To deal with that, Canada quietly agreed to a new arrangemen­t for settling quarrels between government­s and business, one that would involve establishi­ng a permanent investment court system. That satisfied the Germans and Austrians. But it didn’t mollify the Walloons.

So Canada bent again, this time by issuing – together with the EU – a joint interpreta­tive declaratio­n on the rights of government to legislate and regulate.

The declaratio­n confirmed that under CETA, government­s would still be able to pass environmen­tal and labour laws in order to achieve “legitimate public policy objectives.”

But that non-binding declaratio­n didn’t impress the Walloons either. Nor did lobbying efforts by Canadian trade envoy Pierre Pettigrew.
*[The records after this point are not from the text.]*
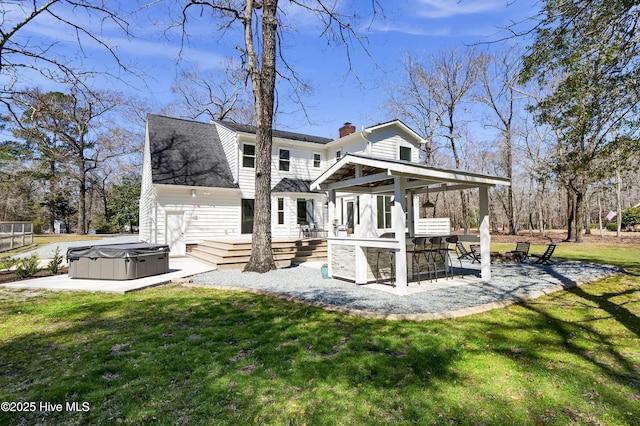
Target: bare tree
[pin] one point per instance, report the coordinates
(207, 94)
(65, 126)
(499, 80)
(413, 101)
(21, 54)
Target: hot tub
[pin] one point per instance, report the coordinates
(118, 261)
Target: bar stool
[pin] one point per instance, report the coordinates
(432, 253)
(391, 255)
(418, 249)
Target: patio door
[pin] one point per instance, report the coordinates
(175, 234)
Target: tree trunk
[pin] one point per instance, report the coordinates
(263, 77)
(618, 206)
(570, 214)
(580, 201)
(82, 201)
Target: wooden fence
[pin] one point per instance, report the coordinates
(15, 234)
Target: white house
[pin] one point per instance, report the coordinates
(198, 180)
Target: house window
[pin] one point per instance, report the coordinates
(284, 160)
(384, 211)
(248, 155)
(280, 211)
(405, 153)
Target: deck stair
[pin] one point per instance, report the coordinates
(230, 253)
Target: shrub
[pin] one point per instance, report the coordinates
(54, 264)
(631, 217)
(7, 262)
(27, 267)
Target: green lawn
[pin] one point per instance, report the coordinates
(177, 355)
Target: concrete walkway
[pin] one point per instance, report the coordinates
(179, 267)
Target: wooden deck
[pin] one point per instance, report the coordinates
(234, 252)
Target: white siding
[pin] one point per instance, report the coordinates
(300, 163)
(290, 228)
(386, 145)
(231, 149)
(147, 199)
(211, 213)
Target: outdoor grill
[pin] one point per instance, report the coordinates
(118, 261)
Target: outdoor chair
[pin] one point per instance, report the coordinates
(305, 231)
(475, 253)
(446, 252)
(390, 256)
(463, 253)
(545, 258)
(522, 250)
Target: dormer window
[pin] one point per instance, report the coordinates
(284, 160)
(405, 153)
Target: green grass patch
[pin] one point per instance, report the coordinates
(177, 355)
(626, 256)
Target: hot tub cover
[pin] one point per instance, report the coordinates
(116, 251)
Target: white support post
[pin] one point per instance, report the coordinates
(410, 216)
(331, 212)
(399, 224)
(485, 236)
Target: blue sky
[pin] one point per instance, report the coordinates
(419, 27)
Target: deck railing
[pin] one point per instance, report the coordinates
(15, 234)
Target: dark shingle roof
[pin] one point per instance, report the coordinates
(187, 153)
(276, 133)
(293, 185)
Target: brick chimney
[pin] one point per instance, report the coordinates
(347, 129)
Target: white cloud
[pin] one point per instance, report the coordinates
(449, 8)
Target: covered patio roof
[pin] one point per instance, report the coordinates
(359, 173)
(356, 173)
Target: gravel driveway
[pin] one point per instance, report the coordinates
(510, 283)
(47, 251)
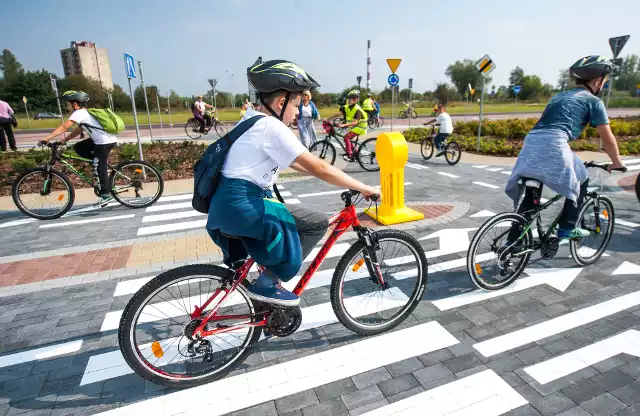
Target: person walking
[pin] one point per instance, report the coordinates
(307, 112)
(7, 121)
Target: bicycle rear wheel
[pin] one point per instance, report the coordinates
(155, 331)
(136, 184)
(364, 305)
(490, 260)
(324, 150)
(192, 129)
(589, 249)
(367, 155)
(43, 196)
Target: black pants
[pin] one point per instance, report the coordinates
(89, 150)
(5, 126)
(568, 216)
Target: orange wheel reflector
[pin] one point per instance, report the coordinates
(157, 349)
(358, 264)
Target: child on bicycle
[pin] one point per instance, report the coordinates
(356, 118)
(98, 145)
(546, 155)
(277, 236)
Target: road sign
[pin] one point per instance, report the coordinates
(393, 64)
(617, 44)
(485, 65)
(129, 66)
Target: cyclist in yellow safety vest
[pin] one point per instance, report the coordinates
(356, 118)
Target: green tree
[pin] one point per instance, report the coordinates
(463, 73)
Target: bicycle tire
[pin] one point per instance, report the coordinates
(341, 268)
(221, 129)
(453, 159)
(427, 152)
(369, 156)
(574, 249)
(155, 285)
(116, 195)
(15, 188)
(190, 127)
(326, 151)
(488, 225)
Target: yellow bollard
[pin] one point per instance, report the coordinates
(392, 153)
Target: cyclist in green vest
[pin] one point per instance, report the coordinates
(356, 118)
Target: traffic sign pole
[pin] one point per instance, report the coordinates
(130, 71)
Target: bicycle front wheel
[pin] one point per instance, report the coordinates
(589, 249)
(155, 331)
(324, 150)
(367, 155)
(492, 263)
(192, 129)
(364, 304)
(42, 195)
(136, 184)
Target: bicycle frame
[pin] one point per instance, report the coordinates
(341, 221)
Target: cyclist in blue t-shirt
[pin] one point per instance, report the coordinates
(546, 155)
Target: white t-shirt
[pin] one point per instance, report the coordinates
(446, 126)
(259, 154)
(82, 116)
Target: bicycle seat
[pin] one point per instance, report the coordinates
(530, 183)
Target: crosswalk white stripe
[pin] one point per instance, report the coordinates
(164, 228)
(172, 198)
(168, 207)
(171, 216)
(557, 325)
(280, 380)
(480, 394)
(87, 221)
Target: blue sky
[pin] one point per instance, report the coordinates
(184, 43)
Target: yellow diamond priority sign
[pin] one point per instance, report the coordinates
(393, 64)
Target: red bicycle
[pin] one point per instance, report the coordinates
(193, 324)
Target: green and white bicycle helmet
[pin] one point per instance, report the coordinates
(276, 75)
(77, 96)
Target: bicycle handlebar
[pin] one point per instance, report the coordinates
(604, 166)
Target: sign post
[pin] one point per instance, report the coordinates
(130, 71)
(485, 66)
(24, 100)
(393, 81)
(516, 91)
(146, 102)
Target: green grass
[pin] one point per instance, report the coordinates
(234, 114)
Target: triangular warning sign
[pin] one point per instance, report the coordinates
(393, 64)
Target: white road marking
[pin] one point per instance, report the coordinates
(557, 325)
(481, 394)
(88, 221)
(627, 342)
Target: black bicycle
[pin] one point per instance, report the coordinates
(192, 128)
(494, 263)
(364, 153)
(452, 149)
(46, 193)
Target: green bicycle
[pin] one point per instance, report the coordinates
(46, 193)
(493, 262)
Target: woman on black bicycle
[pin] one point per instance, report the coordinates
(546, 155)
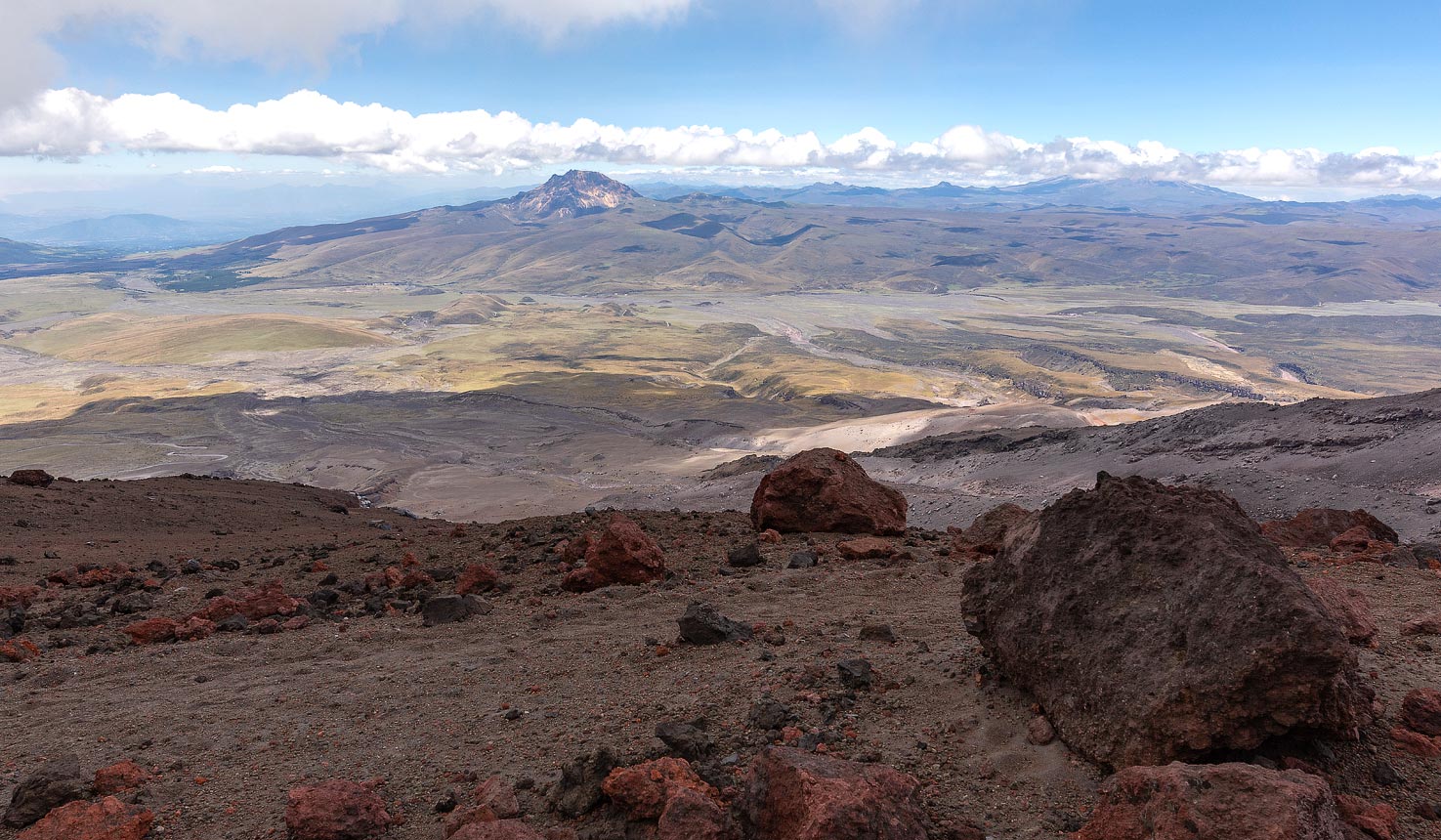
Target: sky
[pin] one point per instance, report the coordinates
(1274, 99)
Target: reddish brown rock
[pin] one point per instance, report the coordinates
(1375, 819)
(694, 816)
(476, 578)
(1416, 742)
(18, 651)
(1155, 622)
(624, 554)
(461, 818)
(151, 630)
(30, 479)
(825, 490)
(269, 600)
(18, 595)
(1424, 625)
(792, 794)
(123, 776)
(985, 536)
(1346, 606)
(1421, 710)
(645, 790)
(497, 830)
(499, 796)
(1237, 801)
(582, 579)
(336, 810)
(108, 819)
(51, 785)
(867, 548)
(194, 628)
(1316, 527)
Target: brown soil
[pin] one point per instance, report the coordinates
(231, 722)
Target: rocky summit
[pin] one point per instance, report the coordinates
(199, 657)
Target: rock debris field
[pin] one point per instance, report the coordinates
(219, 660)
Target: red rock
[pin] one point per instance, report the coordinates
(497, 830)
(694, 816)
(624, 554)
(336, 810)
(792, 794)
(1153, 622)
(1346, 606)
(985, 536)
(499, 796)
(19, 651)
(267, 600)
(1375, 819)
(1317, 526)
(123, 776)
(476, 578)
(1237, 801)
(1421, 710)
(1416, 742)
(387, 579)
(18, 595)
(415, 578)
(1039, 731)
(30, 479)
(151, 630)
(825, 490)
(194, 628)
(867, 548)
(645, 788)
(582, 579)
(219, 609)
(108, 819)
(1424, 625)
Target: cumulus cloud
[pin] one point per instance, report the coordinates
(72, 124)
(273, 30)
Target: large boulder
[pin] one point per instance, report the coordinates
(1156, 622)
(825, 490)
(32, 479)
(621, 554)
(54, 784)
(108, 819)
(1314, 527)
(336, 810)
(1237, 801)
(792, 794)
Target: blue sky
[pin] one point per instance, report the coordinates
(1198, 78)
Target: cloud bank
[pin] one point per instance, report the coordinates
(73, 124)
(274, 32)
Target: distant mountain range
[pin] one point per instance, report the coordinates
(588, 233)
(1137, 194)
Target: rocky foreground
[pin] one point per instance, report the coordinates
(206, 658)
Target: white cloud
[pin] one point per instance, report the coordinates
(72, 124)
(274, 32)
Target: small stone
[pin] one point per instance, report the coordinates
(855, 673)
(745, 557)
(878, 633)
(1039, 731)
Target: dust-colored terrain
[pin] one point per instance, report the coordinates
(231, 722)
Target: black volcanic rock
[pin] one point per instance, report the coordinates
(1156, 622)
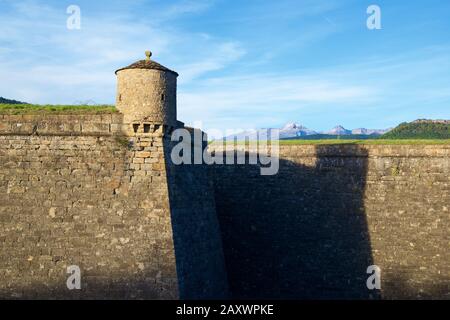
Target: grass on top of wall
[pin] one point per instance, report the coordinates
(356, 142)
(72, 109)
(368, 142)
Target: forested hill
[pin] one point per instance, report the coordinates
(420, 129)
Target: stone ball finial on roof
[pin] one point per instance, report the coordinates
(147, 64)
(148, 54)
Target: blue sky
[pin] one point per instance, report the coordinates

The last chapter in the CETA saga is far from written. The recalcitra­nt Walloons may be bribed or bullied into acquiescen­ce. The EU leadership may decide, after sober second thought, that unanimous consent of its 28 member states is not really necessary to approve the deal.

Or maybe no magic saviour will appear and CETA will die a quiet death. In any case, this should be a sobering exercise for the Trudeau Liberals. The prime minister, like Harper before him, has made trade and investment deals a top priority.

His Liberals will almost certainly ratify the Trans-Pacific Partnershi­p linking Canada to Japan and 10 other nations if that pact survives the U.S. presidenti­al election.

He has staked his future on a free trade deal with China.

But Wallonia’s determined stubbornne­ss is a reminder that free trade has its limits. Its benefits are not easily quantifiab­le. Its costs are.

And after a while, people have had enough. Not because they are racists or fascists or misogynist­s or somehow unhip. But because they have just had enough.